Dahyun respirou fundo, assentindo com a cabeça e desviando os olhos antes que seu transtorno obsessivo-compulsivo atacasse em pleno expediente. Tinha melhorado consideravelmente nos últimos meses, passado menos tempo na missão implacável de endireitar o mundo, mas certas decisões criativas conseguiam causar uma perturbação bem inconveniente em sua cabeça. Ainda não entendia por completo a origem daquilo tudo e nem sabia se queria, alguns mistérios precisam permanecer ocultos antes que um estrago maior seja feito.

- Você está certa, japinha, você está certa… - Dahyun suspira, torce o nariz e encara o lustre balançando de um lado para o outro naquela sala refrigerada porque algum desastrado tinha esbarrado os chifres nele.

Não restava muito tempo até que a Kim decidisse ajeitar o lustre meio torto.
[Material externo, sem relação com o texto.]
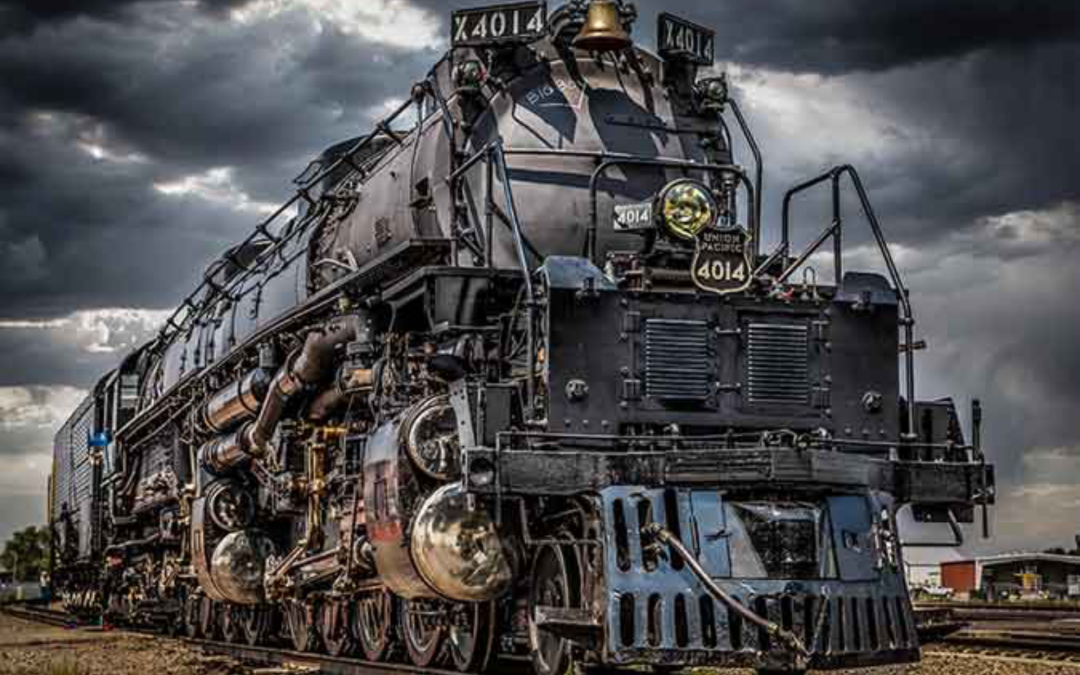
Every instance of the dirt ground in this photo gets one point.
(35, 649)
Sabia que o pessoal da mesa de gerência de imagem, onde Dahyun atuava, logo daria uma arrumada naquele infortúnio antes que a ansiedade da colega fosse aos ares. Por isso, a japonesa tratou de tomar frente e inventar qualquer desculpa que impedisse o temível transtorno de pior se manifestar.

Aparentemente, uma entidade cósmica se atentou às preces internas e, assim, Sana avistou o garoto loiro que dera o seu empurrãozinho de incentivo se aproximar enquanto caminhava ao lado de uma morena de mesma estatura, a gravata frouxa e os tênis amarelados entregando o desleixo no guarda-roupa.

Era a distração ideal.

- Hyun, quem é ele? - a pergunta sai com um quê de curiosidade que desfaz a expressão ansiosa da coreana, interesse substituindo desconforto, e imediatamente concentra todo o foco numa mesma direção, a preocupação anterior sendo esquecida.
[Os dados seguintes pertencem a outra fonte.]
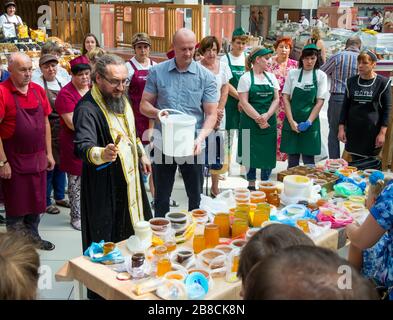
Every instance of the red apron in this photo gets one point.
(135, 92)
(25, 192)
Dahyun era alguém que costumava demorar um pouco para atender aos chamados, sobretudo quando sua fixação por ordem e organização era atiçada e ela mal conseguia se segurar. A maneira com que a mulher abandonou um foco por outro fez brotar um questionamento na mente de Sana que sentiu alguma coisa diferente, fora do lugar e até mesmo errada em certo ponto. Teria que apurar numa próxima oportunidade uma vez que a Kim já identificara o assunto da conversa.

Estagiários costumam ser abusados por onde quer vão e aquela empresa não fazia parte da exceção, apenas… fazia de um jeito diferente. Super explorado, mas bem remunerado. Como todos ali, a satisfação de receber um salário justo com benefícios agradáveis conseguia amaciar até o mais crítico ferrenho das exigências impossíveis de grandes empresas. Sana percebeu isso quando leu as páginas verdinhas do contrato enviado uma semana atrás, embora ela estivesse surtando apenas com a ideia de ver a pessoa que provavelmente a odiava com mais frequência que deveria.

A recíproca não era verdadeira, mas similar. Os sentimentos controversos que batiam de frente com as memórias enterradas foram todos postos para fora no instante em que o reencontro aconteceu. Sentia saudade e remorso; atração e rancor; medo e desejo e uma infinidade de sentimentos a mais que não precisava citar, mas cada um fluía desordenado por suas veias como um rio turbulento e perigoso do qual ela fugia para não se afogar, um conjunto caótico que só conseguia ser tratado através da rejeição; mesmo que fosse preciso, inevitavelmente, negar a si mesma.